With all the committee's Republicans and one Democrat voicing support for the bill, the committee passed the bill with an 18 to 9 majority.
Although many amendments were proposed during the committee's two Tuesday sessions, most did not made the cut for the final proposal.
"A few changes were made here and there, but nothing dramatic," said Cynthia Wilbanks, the University's vice president for government relations.
Rep. Jon Jellema (R-Grand Haven) said one amendment that was supported involved funds designated for a tuition-restraint program proposed by Gov. John Engler in February.
The original proposal would give universities that keep tuition increases below 3 percent next year an extra 1.5 percent increase - which would translate into about a $5 million bonus for the University.
The modified proposal would reroute unclaimed money from the tuition-restraint funds into another portion of the bill.
"This 1.5 percent would go into a pot and that money would go to the universities that are still lagging," said Jellema, the committee's vice chair.
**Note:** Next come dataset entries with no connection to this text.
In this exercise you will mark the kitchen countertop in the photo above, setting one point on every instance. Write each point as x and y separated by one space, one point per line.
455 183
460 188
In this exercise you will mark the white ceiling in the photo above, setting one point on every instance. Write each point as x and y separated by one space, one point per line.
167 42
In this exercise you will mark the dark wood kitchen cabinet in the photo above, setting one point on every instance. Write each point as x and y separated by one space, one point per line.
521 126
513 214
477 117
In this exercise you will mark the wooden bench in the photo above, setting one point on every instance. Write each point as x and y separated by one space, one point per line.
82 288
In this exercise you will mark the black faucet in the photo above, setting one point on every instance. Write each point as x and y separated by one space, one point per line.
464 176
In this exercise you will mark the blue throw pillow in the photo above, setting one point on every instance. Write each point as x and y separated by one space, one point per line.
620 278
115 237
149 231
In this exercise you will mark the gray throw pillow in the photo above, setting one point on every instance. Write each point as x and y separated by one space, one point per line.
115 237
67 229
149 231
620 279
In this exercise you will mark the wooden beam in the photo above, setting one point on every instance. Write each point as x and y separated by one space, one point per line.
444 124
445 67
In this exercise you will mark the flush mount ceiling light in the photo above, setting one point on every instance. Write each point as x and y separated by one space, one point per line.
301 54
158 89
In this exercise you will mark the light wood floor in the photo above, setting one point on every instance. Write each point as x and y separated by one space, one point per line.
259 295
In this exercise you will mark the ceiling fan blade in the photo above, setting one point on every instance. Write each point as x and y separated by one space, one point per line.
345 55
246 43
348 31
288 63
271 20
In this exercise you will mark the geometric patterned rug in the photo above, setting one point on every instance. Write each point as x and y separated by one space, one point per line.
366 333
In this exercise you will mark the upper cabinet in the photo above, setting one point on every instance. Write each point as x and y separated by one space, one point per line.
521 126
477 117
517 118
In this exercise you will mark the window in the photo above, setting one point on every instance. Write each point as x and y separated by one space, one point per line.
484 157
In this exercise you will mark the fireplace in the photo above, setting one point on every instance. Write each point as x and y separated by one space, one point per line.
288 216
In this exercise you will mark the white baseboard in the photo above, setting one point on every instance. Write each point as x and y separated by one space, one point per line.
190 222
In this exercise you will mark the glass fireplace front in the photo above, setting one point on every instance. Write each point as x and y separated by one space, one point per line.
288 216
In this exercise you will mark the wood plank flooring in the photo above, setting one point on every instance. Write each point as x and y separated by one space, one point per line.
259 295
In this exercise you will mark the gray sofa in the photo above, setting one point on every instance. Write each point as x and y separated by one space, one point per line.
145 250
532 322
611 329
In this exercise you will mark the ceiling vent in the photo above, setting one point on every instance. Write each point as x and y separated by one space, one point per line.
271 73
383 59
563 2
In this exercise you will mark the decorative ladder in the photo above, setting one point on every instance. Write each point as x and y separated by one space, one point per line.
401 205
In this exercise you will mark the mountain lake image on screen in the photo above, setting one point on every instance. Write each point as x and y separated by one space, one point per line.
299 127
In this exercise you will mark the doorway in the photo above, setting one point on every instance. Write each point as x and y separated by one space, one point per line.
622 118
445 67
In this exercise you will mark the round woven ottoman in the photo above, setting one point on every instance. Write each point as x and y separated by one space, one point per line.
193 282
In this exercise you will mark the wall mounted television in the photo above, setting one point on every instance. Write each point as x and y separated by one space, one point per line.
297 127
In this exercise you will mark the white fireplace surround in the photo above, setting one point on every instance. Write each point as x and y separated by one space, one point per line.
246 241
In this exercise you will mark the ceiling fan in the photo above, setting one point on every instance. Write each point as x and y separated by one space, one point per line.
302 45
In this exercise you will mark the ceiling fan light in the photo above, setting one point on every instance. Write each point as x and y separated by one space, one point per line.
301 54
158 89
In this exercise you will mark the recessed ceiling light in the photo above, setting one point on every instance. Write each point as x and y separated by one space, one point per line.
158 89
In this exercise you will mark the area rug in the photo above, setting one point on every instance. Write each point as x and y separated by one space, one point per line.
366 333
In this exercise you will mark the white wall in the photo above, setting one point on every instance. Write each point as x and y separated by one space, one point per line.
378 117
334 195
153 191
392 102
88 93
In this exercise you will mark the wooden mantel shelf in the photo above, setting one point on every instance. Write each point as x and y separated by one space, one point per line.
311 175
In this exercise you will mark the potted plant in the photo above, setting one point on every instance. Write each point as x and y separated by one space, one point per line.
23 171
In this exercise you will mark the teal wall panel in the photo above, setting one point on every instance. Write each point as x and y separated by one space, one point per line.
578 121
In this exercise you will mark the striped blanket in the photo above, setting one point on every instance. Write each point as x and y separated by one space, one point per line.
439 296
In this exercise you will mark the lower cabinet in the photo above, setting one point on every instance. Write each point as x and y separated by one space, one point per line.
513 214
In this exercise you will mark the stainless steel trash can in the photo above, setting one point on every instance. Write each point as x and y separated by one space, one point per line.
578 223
Universities that receive less per-student funding than their peer institutions would benefit even more from this amendment. The budget proposal groups the state's 15 public universities into four tiers and assigns minimum funding floors to each tier.
This aspect of the proposal has not been modified, although many committee Democrats - and University President Lee Bollinger - have expressed disapproval of this new funding method.
The University would not receive any of the money set aside for the tier formula because it is already funded above the minimum floor.
Seeing the original four-tier proposal reach the House floor concerns committee member Rep. A.T. Frank (D-Saginaw Twp.), who said he hopes the Legislature's upper chamber will modify the tier formula if it passes the full House still intact.
"I just wish the majority party would have listened to President Bollinger," Frank said. "I'm looking forward to seeing what the Senate will bring out."
Rep. Terry Geiger (R-Lake Odessa), who chairs the Appropriations committee, said the tier method is not perfect, but the proposal is "a great start" and addresses the needs of Michigan's universities.
Geiger said the overall 4 percent increase proposed for higher education spending is sufficient relative to previous expenditures.
"We are able to support our universities at far above the rate of inflation, and that's what I look at," Geiger said.
Inflation also factors into the state's tuition tax credit program. Engler's budget requested the repeal of the tax credit.
Frank, who was an author of the original tax credit bill, introduced a bill Tuesday that would allow all students to qualify for the tax credit. The current program excludes students who attend a university that increases tuition by more than the rate of inflation.
University students, for instance, did not qualify this year, due to the 3.7 percent tuition increase passed by the University Board of Regents.
With inflation hovering at 1.6 percent, universities have been unable to make their tuition increases match that figure. Bollinger has said a 4 to 5 percent tuition increase is possible this fall if the budget proposal is not drastically changed.
"Parents don't have control over what the universities do," Frank said. But "the governor doesn't have the support to repeal the tuition tax credit."
Frank said he doesn't expect his proposal to be widely supported by the Republican-controlled Legislature.
"This bill probably wouldn't even see the light of day," Frank said. "The majority has not seen fit to make education a top priority."